La lotta per i diritti civili, ieri come ora
Invertendo in modo efficace l'intento di Mamie, la regista sceglie di suddividere gli elementi drammatici senza mostrare direttamente la violenza. Il riverbero, tuttavia, è assordate ed è accompagnato dalle note impetuose della colonna sonora composta da Abel Korzeniowski: una storia che si concentra dentro e fuori dallo schermo, e uno spazio visibile che illumina le reazioni di Mamie, emblema del movimento per i diritti civili degli afroamericani. Le emozioni, in questo caso, sono propedeutiche al senso narrativo e all'evoluzione istantanea della protagonista, disperata ma risoluta nel voler (di)mostrare all'intera nazione l'orrore della morte legata all'odio razziale. Un dramma privato che si tramuta in dramma collettivo.

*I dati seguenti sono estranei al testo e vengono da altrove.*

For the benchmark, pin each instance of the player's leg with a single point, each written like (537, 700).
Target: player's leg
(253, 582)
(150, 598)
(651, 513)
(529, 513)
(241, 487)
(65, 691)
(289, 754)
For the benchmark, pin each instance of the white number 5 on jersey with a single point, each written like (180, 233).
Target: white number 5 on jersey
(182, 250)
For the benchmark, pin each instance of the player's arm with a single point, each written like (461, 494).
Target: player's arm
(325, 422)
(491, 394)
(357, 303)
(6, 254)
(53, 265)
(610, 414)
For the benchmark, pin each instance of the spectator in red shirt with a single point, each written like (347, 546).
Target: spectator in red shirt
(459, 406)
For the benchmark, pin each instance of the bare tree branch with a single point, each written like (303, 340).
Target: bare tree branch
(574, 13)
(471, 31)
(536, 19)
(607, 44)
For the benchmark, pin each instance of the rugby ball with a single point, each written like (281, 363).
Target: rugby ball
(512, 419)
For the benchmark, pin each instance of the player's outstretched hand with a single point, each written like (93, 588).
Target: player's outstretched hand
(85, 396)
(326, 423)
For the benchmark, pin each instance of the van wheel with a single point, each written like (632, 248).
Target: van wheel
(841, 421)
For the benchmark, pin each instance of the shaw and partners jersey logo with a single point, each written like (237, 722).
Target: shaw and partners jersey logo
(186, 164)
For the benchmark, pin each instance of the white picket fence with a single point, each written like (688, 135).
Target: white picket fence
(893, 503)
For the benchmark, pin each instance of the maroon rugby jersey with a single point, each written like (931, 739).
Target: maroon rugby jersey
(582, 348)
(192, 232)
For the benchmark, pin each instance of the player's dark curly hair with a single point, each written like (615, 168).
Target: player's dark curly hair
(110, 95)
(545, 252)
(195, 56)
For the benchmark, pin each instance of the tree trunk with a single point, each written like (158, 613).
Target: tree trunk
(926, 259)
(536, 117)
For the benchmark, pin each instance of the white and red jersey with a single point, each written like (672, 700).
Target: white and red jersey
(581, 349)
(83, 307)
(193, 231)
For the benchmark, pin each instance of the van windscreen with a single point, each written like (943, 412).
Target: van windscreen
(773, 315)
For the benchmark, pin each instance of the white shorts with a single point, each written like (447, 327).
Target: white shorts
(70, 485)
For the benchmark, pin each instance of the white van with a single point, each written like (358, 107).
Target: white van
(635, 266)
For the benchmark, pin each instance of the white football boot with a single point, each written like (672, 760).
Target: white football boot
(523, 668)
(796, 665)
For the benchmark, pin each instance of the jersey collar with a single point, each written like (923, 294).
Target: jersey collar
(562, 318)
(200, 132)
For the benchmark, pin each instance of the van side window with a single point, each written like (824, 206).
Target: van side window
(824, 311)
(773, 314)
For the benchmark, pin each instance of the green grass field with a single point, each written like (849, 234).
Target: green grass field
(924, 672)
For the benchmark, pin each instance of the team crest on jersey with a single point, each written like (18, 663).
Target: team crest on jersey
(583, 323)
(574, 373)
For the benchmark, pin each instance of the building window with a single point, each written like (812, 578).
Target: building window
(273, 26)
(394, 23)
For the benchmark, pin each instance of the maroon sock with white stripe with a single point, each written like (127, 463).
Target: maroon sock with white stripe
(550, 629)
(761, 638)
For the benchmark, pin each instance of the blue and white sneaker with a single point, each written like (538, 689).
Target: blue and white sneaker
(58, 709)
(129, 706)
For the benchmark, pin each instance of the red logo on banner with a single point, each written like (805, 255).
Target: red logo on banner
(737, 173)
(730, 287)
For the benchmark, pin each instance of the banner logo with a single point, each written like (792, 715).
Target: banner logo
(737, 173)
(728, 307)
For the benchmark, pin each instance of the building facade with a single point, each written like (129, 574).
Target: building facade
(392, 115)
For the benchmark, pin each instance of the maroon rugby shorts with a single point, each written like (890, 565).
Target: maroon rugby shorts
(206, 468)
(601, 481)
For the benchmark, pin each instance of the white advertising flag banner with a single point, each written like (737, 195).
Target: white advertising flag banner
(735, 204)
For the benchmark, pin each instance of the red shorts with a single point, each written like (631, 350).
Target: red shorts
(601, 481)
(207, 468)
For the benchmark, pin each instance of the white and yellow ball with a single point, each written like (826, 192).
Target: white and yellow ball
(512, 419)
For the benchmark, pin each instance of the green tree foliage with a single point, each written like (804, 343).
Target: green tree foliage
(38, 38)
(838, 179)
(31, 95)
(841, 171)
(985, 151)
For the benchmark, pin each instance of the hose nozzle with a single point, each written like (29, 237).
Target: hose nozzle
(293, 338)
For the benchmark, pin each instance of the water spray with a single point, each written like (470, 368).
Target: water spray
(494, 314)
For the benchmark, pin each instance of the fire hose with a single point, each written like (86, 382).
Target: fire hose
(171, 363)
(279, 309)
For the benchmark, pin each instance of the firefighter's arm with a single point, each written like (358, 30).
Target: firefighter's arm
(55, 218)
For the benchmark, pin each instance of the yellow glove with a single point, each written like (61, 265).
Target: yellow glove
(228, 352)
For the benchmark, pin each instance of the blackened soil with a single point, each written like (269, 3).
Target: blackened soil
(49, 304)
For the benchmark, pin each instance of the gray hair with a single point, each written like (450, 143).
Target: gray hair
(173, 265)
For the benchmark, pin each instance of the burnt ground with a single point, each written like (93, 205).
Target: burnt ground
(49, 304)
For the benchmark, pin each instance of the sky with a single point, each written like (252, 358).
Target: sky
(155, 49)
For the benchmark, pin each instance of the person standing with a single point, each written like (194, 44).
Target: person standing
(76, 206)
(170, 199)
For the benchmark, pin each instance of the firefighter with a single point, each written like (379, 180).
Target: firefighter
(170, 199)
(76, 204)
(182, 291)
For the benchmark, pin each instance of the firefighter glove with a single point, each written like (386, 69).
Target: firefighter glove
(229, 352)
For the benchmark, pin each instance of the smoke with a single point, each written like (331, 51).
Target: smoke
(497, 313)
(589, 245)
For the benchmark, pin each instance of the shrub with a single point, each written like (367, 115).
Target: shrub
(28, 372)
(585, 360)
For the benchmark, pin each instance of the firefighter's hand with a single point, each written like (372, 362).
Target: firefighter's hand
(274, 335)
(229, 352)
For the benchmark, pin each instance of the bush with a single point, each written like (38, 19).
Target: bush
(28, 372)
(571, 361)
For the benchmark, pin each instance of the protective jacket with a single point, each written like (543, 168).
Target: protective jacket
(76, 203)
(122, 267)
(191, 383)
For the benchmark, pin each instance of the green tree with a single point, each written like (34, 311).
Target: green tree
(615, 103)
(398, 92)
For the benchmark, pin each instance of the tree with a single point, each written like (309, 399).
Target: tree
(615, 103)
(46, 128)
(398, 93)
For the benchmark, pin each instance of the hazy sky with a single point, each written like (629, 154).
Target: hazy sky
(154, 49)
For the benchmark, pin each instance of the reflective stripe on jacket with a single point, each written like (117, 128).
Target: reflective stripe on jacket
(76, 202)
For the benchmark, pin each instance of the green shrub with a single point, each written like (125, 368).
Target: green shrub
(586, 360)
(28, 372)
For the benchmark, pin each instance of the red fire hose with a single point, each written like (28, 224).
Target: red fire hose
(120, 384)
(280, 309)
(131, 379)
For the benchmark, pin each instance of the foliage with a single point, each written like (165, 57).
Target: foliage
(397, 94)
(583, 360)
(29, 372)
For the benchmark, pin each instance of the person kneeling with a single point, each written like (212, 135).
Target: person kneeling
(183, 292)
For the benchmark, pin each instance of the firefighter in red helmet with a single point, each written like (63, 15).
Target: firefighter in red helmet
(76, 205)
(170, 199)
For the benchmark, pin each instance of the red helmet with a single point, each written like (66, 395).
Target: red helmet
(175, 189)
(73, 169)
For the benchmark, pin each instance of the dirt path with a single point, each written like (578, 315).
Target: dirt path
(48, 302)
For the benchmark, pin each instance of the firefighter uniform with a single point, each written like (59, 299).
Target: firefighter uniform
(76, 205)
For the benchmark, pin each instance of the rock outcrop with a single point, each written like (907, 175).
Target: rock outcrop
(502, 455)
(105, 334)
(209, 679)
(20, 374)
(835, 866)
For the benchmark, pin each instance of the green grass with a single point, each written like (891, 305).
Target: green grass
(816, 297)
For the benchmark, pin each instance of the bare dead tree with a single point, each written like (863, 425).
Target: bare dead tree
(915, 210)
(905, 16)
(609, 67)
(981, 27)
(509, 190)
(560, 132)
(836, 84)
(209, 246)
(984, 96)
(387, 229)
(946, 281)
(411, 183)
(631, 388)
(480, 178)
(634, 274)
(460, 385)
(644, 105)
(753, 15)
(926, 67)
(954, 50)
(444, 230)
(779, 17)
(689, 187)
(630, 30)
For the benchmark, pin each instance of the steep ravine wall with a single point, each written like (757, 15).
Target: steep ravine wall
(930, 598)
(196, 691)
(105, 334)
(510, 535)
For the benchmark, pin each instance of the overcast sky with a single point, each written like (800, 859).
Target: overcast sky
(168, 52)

Contemporaneamente, la scrittura, si appoggia sopra una messa in scena lineare, coerente e semplice nella sua ricercata idealizzazione (la camera che gira a 360°, gli angoli sfocati), rifacendosi ad un'idea di cinema in grado di trasmettere una chiara classicità, e dunque una narrazione senza tempo. In fondo, Till è un film che si biforca, tenendo le redini di una storia dalla marcata valenza sociale e politica: la lotta di una donna, e perciò la retorica (forse un po' troppo enfatizzata) sul coraggio e sulla perseveranza femminile, e la lotta in nome dei diritti degli afroamericani, davanti il silenzio di un paese spaccato, intollerante e deresponsabilizzato. Così, Till - Il coraggio di una madre, soffermandosi sul sacrificio insensato di un innocente, è un ulteriore tassello della storia del popolo americano divenuto cinema sospinto dalla giustizia (e i riferimenti sono tutti per Mississippi Burning - le radici dell'odio di Alan Parker); una storia lastricata da una scia di sangue che delinea i confini di un perimetro da cui sembra impossibile uscire. E allora, ecco che Emmett e Tyre sono lo stesso segmento di storia. Una storia terribilmente reale. Ieri come ora.
Conclusioni
Concludendo la recensione di Till, rimarchiamo quanto il film, al netto di un tono spesso ultra-caricato, sia essenziale per capire la storia popolare degli Stati Uniti, segnati dalla segregazione razziale e dall'odio violento nei confronti degli afroamericani. Notevole la prova della protagonista, Danielle Deadwyler.
Perché ci piace
- La storia, dal forte valore.
- La regia, che cambia umore poco a poco.
- La protagonista, Danielle Deadwyler.
Cosa non va
- Alcuni passaggi, in cui l'enfasi trabocca.